June 20, 2024

Understanding the Basics

When someone passes away, they leave behind their belongings, assets, and debts. These collectively form what is known as their estate. An estate can include a wide range of things, such as real estate properties, bank accounts, investments, vehicles, personal possessions, and more. Essentially, it is the sum total of everything a person owns or owes at the time of their death.

The Role of Probate

After someone dies, their estate typically goes through a legal process called probate. This involves validating the deceased person’s will, if one exists, and distributing their assets and paying off any outstanding debts. The probate process ensures that the deceased person’s wishes are followed and that their estate is settled in an organized and fair manner.

Executor of the Estate

One important aspect of handling an estate after someone dies is the appointment of an executor. This is usually specified in the deceased person’s will. The executor is responsible for managing the estate throughout the probate process. Their duties may include identifying and inventorying assets, paying debts and taxes, and distributing inheritance to beneficiaries.

Types of Estates

There are different types of estates that can exist after someone dies, depending on various factors. Here are a few common types:

Testate Estate

A testate estate is one where the deceased person left behind a valid will.
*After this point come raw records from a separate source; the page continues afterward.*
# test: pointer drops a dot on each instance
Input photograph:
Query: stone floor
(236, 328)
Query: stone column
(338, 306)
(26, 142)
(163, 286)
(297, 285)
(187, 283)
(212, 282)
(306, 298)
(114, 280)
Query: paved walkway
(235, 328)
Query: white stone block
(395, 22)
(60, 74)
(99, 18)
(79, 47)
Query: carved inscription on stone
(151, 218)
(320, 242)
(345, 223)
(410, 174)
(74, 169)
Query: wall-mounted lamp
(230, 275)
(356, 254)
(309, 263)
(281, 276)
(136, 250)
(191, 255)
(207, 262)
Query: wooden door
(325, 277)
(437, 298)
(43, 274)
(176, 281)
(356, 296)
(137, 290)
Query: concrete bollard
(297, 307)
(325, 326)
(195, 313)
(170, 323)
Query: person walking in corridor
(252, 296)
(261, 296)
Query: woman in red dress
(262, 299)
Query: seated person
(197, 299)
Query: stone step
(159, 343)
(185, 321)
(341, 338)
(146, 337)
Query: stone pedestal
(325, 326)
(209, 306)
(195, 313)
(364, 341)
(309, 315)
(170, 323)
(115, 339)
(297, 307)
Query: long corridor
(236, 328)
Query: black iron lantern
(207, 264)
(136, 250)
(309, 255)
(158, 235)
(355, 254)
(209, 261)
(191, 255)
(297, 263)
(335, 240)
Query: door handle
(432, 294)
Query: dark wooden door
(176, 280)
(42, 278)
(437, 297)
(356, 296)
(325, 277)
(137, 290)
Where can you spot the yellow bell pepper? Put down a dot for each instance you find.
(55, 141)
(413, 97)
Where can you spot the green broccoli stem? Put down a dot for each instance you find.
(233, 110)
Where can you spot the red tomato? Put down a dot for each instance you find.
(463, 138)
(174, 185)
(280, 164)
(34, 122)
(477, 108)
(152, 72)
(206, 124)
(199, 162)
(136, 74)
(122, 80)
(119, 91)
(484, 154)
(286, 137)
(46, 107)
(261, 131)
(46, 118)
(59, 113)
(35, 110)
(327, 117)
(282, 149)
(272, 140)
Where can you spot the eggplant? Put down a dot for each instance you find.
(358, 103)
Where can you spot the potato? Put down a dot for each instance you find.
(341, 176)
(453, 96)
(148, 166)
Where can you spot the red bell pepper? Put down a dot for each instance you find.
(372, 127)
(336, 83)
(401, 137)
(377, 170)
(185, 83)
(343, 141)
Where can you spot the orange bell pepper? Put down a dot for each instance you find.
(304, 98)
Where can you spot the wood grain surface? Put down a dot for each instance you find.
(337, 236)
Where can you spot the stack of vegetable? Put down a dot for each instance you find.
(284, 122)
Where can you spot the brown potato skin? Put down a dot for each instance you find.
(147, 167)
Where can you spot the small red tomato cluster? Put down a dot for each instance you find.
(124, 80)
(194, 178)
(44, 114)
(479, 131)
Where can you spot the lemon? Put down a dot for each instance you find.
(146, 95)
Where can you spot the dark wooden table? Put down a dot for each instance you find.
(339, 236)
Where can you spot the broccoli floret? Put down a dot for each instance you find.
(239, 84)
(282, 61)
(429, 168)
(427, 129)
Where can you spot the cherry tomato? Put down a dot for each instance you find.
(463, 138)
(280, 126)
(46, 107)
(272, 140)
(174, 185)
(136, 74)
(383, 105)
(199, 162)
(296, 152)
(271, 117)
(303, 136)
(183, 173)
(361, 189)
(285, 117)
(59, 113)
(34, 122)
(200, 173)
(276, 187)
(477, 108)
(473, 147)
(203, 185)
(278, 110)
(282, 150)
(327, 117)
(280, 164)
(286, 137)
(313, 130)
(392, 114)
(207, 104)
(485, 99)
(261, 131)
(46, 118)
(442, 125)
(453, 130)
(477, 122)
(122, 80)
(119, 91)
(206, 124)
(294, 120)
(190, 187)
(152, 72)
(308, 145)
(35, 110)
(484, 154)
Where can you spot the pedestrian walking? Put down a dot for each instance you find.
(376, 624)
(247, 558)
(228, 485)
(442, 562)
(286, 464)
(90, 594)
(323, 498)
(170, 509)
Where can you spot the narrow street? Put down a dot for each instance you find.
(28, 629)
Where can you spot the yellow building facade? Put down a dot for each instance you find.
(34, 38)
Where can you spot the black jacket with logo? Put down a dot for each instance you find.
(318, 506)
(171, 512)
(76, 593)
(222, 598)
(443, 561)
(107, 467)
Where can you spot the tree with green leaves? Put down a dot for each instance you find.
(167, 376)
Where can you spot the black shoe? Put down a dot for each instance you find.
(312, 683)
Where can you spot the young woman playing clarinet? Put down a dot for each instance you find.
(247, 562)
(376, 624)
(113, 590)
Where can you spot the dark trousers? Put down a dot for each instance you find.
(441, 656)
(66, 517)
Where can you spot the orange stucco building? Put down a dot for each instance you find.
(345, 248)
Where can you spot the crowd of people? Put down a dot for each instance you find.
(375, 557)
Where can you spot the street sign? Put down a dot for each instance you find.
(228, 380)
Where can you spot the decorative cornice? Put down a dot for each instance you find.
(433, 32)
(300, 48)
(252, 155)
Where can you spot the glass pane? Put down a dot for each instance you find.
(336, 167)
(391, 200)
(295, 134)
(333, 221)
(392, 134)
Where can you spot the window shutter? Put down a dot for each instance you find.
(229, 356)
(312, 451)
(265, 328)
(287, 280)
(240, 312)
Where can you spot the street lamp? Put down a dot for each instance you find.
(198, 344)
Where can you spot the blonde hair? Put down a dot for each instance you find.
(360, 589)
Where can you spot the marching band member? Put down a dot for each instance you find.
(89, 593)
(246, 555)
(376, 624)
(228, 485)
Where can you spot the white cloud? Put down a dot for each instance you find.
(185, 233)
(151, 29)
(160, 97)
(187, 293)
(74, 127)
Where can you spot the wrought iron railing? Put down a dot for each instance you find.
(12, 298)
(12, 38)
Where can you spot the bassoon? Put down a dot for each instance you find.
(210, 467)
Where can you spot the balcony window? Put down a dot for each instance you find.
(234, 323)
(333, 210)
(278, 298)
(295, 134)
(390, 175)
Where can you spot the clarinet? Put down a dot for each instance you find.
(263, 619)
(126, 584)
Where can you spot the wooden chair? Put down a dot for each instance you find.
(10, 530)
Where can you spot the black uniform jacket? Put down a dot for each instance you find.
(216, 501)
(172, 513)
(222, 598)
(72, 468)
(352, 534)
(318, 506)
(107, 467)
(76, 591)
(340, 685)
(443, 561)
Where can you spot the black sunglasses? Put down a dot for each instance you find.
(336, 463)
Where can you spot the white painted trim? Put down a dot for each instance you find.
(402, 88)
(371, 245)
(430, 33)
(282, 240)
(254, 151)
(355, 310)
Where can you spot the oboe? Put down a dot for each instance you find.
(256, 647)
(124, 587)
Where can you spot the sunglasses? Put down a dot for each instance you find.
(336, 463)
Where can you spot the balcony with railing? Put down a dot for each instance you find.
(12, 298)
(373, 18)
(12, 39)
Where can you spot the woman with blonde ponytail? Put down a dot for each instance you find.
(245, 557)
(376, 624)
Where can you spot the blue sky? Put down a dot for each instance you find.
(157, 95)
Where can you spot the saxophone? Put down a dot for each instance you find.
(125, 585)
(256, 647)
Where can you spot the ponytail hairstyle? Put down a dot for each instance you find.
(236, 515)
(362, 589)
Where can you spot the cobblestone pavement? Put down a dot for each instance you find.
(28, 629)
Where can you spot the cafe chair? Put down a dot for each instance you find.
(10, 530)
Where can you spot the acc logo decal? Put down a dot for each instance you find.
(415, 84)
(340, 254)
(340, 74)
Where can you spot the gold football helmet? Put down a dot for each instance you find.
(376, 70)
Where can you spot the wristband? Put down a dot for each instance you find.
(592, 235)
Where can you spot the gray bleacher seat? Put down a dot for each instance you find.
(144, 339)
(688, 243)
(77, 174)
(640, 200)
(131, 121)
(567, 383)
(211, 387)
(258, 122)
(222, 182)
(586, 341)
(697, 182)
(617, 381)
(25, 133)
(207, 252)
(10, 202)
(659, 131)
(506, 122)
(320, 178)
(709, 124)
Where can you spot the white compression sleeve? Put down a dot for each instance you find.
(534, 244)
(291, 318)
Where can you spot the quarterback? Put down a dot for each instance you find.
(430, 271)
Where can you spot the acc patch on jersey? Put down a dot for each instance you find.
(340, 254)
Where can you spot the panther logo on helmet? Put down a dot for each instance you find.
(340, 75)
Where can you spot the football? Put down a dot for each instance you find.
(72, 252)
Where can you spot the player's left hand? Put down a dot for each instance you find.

The will outlines how the assets should be distributed and who should be responsible for managing the estate. In this case, the probate process follows the instructions laid out in the will.

Intestate Estate

An intestate estate is one where the deceased person did not leave behind a valid will or any instructions for the distribution of their assets. In such cases, the estate will be distributed according to the laws of the state in which the person resided.

Small Estate

In some cases, the estate may be considered small and qualify for simplified probate procedures. This typically applies when the total value of the assets falls below a certain threshold set by state law. Simplified probate procedures can help expedite the settlement process.

Settling the Estate

Settling an estate involves various steps, including:

Asset Inventory

The executor must identify and inventory all the assets that belonged to the deceased person. This includes bank accounts, investments, real estate properties, personal possessions, and more. A thorough inventory is crucial for accurately valuing the estate.

Debt Settlement

The executor is responsible for paying off any outstanding debts owed by the deceased person. This can include mortgages, loans, credit card balances, and other liabilities. Debts are typically settled using funds from the estate.

Asset Distribution

Once all debts have been settled, the remaining assets can be distributed to the beneficiaries according to the instructions in the will or the laws of intestate succession. This may involve transferring ownership of properties, liquidating assets, or dividing funds among the beneficiaries.


Understanding what happens to an estate after someone dies can help demystify the probate process. Whether the estate is large or small, having a clear understanding of the steps involved can ensure a smooth settlement and the proper distribution of assets. If you find yourself in the position of handling an estate, it is advisable to seek professional guidance to navigate the legal requirements and ensure everything is handled properly.